The techniques we practice for mental wellness aim to wipe the slate of the mind clean, slow down the rate of projection of thoughts along with control over those projections. As we discussed earlier, this does not fall under the definition of meditation per ancient Eastern philosophy. Even if they fall short of the description, such practices aimed towards mental wellness are immensely beneficial. Since the mind is not accustomed to such methods and it is not yet a habit, we tend to use greater mental energy to focus and concentrate on those activities. A new mental routine, even if geared toward mental wellness, tires the mind and we may slip into sleep. Whether it is sleep or a trance, the result is the same. We lose awareness of the practice as well as that of the external world. There is nothing wrong with such loss of awareness, especially if done at nighttime we may benefit from a deeper and more restful sleep. In sleep one of the supports for the “I,” which is the body, disappears and our identity is in the shifting grounds of dreams. A trance is a half-conscious state in which body identity is not there. It may resemble a dream. However, for all practical purposes, we can club sleep and trance together.

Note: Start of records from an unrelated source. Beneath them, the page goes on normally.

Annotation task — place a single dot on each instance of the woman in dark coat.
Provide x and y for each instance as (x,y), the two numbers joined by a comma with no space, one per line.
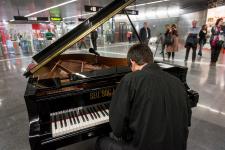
(202,38)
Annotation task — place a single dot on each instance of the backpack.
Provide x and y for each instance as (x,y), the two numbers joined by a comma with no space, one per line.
(168,39)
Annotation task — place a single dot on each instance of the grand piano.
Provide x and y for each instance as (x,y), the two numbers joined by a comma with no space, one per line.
(68,95)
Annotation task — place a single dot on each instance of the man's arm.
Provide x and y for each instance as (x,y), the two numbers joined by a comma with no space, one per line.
(120,107)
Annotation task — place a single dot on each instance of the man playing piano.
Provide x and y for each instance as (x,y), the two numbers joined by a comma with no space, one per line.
(149,109)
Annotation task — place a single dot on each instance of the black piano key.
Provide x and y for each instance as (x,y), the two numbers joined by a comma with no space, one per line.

To maintain freshness in activities geared towards mental wellness, we must be careful that it does not become another habit and a source of dependency. The mind is like an egg. Its shell has been hardened through habits and conditioning while remaining soft inside where awareness resides. Just as a newborn bird breaks out of a shell from the inside, the hard exterior of the mind can only be broken from the inside through the expansion of awareness. This expansion of awareness is not a mental discipline. It happens when in a state of non-expectation. The best place to practice non-expectation is during activities that promote mental wellness, call it meditation if that is a word you like. When there is no expectation, freshness is restored to our lives. A refreshed mind is a byproduct we can all live with, and it is not synonymous with sleep or a state of trance. Even without meditation, life will then become happier and more fulfilling. I suspect this is what we are really after rather than losing ourselves in contemplative meditation.